Payouts to investors hit a new record for a fifth consecutive year in 2019 as the amount of cash paid out by listed companies to shareholders reached more than £1 trillion, according to new research.

Global dividends reached 1.43 trillion dollars (£1.1 trillion) in 2019, up 3.5% on the amount handed out last year, according to the latest Janus Henderson Global Dividend Index.

The growth came primarily from North America, emerging markets and Japan, researchers found.

But despite hitting record levels, the economic uncertainty meant the speed of growth was the slowest since 2016.

The UK fell behind the global average, but it was helped by a series of one-off special dividends and London-listed Shell remaining the world’s largest dividend payer.

Europe also fell behind the rest of the world’s global average, particularly in Germany, which has seen a weakened economy in the past year, although France held up well.

The oil sector continues to dominate the highest-paying companies, with dividends up by a 10th.

However, the global political uncertainty in the telecoms sector saw its dividend payouts fall.

Looking at the overall picture, Ben Lofthouse, co-manager of Global Equity Income at Janus Henderson, said: “With the exception of a few specific sectors, the pace of earnings growth slowed across the world in 2019 as the global economy lost some momentum.

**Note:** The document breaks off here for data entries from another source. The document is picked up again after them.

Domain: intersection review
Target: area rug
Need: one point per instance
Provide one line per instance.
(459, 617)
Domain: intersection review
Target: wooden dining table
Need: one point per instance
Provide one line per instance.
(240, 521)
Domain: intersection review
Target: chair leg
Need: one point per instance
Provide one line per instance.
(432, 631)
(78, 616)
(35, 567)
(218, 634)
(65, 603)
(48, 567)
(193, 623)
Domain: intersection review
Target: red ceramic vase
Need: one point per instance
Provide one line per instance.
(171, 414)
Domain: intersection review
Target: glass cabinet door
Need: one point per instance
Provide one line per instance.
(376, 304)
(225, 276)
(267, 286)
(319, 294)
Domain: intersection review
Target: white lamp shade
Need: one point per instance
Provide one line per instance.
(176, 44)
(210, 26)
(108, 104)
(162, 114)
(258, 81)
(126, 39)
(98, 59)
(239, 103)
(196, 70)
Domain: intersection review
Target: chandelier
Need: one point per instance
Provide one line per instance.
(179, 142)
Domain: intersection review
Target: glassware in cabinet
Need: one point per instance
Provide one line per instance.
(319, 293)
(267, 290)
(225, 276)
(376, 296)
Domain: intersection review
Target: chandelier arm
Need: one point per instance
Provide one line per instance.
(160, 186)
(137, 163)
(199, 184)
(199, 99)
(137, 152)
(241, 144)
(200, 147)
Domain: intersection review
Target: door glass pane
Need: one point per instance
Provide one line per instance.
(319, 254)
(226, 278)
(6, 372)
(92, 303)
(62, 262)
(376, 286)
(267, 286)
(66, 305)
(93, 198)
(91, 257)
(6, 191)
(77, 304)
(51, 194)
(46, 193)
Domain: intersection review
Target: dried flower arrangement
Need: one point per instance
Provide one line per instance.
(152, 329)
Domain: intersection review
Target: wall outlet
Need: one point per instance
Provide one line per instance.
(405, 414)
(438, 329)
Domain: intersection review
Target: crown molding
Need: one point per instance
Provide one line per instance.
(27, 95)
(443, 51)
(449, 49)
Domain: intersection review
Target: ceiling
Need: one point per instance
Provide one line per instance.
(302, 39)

“This has inevitably driven a reduction in the pace of dividend growth, after a particularly strong two years.

“But there is still growth. The underlying 5.4% increase witnessed in 2019 was in line with the longer-term trends.”

He added: “For the year ahead, the market expects the global economy and company profits to continue to expand, meaning dividends can grow further.

“2020 is on track to deliver the fifth consecutive year of record dividends.”

With the decade also coming to a close, researchers revealed that dividends doubled compared with the previous decade – although this was flattered by the financial crisis severely hitting payouts in 2008 and 2009.